Chop your onion, garlic, and poblano. The poblano may seem a little odd here, but it definitely makes the end result more vegetable-savory as well as spicy. Be sure to chop everything really finely, for as smooth a bean mix as possible.
Warm your pan; throw in some olive oil; add the onion, garlic, and pepper. Stir to get everything good and oily. You want to use a bit more olive oil here than you might use for pasta sauces and etc: olive oil is actually a flavor in the finished product. Or you can use olive oil to finish servings; whatever. Add a little oregano or maybe marjoram or sage to give the beans some herbaciousness. Cook, stirring occasionally, until everything is soft and clearly ready for action.
Add your drained beans. You can either mash them before you add them, or mash them in the pan. I myself am lazy and so generally do things right in the pan. Add a little broth, tap water, or bean soaking water, plus a good shot of vermouth, and stir everything together to cook. It's shockingly like making refried beans, isn't it? I just use refried beans with totally different starches.
Let things cook together for a good five or ten minutes, or until they reach a happy medium. I mean, consistency. Salt and pepper.

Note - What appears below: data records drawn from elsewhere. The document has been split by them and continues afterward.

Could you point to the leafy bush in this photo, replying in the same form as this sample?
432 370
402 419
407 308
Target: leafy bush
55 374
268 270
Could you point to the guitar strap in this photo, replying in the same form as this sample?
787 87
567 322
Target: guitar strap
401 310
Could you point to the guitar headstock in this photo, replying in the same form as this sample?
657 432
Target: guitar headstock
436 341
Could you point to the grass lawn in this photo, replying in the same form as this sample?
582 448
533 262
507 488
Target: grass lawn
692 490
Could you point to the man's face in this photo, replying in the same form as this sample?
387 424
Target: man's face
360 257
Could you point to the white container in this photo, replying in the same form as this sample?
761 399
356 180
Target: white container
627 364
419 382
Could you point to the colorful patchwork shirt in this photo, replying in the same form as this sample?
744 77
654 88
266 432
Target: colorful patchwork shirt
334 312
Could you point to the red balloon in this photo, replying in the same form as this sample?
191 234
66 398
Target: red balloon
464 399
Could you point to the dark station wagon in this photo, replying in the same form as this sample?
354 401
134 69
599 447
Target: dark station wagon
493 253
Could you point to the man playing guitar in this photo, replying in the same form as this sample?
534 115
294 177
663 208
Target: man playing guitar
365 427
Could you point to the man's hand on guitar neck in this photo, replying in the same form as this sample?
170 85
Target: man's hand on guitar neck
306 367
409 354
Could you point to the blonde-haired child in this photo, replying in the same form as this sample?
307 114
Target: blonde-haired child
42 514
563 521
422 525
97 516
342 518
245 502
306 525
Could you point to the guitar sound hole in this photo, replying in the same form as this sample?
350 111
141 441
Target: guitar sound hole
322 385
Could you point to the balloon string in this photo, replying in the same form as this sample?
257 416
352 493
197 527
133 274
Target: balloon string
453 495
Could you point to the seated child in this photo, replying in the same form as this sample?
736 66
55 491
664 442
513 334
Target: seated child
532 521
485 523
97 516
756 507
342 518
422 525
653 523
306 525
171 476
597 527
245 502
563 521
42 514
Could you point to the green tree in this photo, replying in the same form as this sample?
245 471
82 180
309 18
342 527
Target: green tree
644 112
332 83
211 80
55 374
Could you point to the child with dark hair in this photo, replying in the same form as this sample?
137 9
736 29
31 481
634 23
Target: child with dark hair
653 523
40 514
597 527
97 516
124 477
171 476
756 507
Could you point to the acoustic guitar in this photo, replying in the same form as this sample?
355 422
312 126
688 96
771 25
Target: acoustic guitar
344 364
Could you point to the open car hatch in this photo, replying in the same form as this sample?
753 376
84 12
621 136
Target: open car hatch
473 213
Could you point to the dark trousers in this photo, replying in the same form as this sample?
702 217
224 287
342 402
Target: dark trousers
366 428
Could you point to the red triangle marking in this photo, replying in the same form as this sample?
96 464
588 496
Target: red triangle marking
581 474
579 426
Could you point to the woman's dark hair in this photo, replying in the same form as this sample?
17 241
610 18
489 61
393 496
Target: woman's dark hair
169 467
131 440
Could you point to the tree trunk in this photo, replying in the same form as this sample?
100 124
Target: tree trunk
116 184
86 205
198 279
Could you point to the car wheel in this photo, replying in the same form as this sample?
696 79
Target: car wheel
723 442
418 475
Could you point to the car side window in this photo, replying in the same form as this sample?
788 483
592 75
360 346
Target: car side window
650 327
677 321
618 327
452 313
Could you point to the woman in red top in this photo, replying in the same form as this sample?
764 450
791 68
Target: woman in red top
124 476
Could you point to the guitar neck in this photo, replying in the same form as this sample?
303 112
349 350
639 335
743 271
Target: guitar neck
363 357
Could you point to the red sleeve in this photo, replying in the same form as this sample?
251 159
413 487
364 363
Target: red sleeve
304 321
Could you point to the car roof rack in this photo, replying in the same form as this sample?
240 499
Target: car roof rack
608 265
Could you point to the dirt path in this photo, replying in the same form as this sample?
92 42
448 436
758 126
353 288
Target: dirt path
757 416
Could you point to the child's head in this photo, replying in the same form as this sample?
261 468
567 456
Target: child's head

Lots of pepper is great with things as unctuous as beans.
Is everything done? Mix the beans with your drained pasta. Proportions here should be about half and half for maximum comfortfoodia. I had a little too much pasta, but whatever; it will be delicious anyway. You can also add some grated parmesan and stir it in, if you so desire. It's also good with no cheese; the flavors are already pretty complex, considering the pepper, herbs, and vermouth.
Finish with chopped fresh parsley and (more) parmesan. Gracious me, it is delicious! It cost about sixty cents, or maybe seventy, with the cheese! It is extremely filling! You can drink lots of valpolicella with it, and maybe eat a radicchio salad! It's almost like being in Venice, except for the lack of canals and cheerful waiters who spontaneously refill your glass after you knock it off the table. In this case, you have to go get your own glass. Such hardship!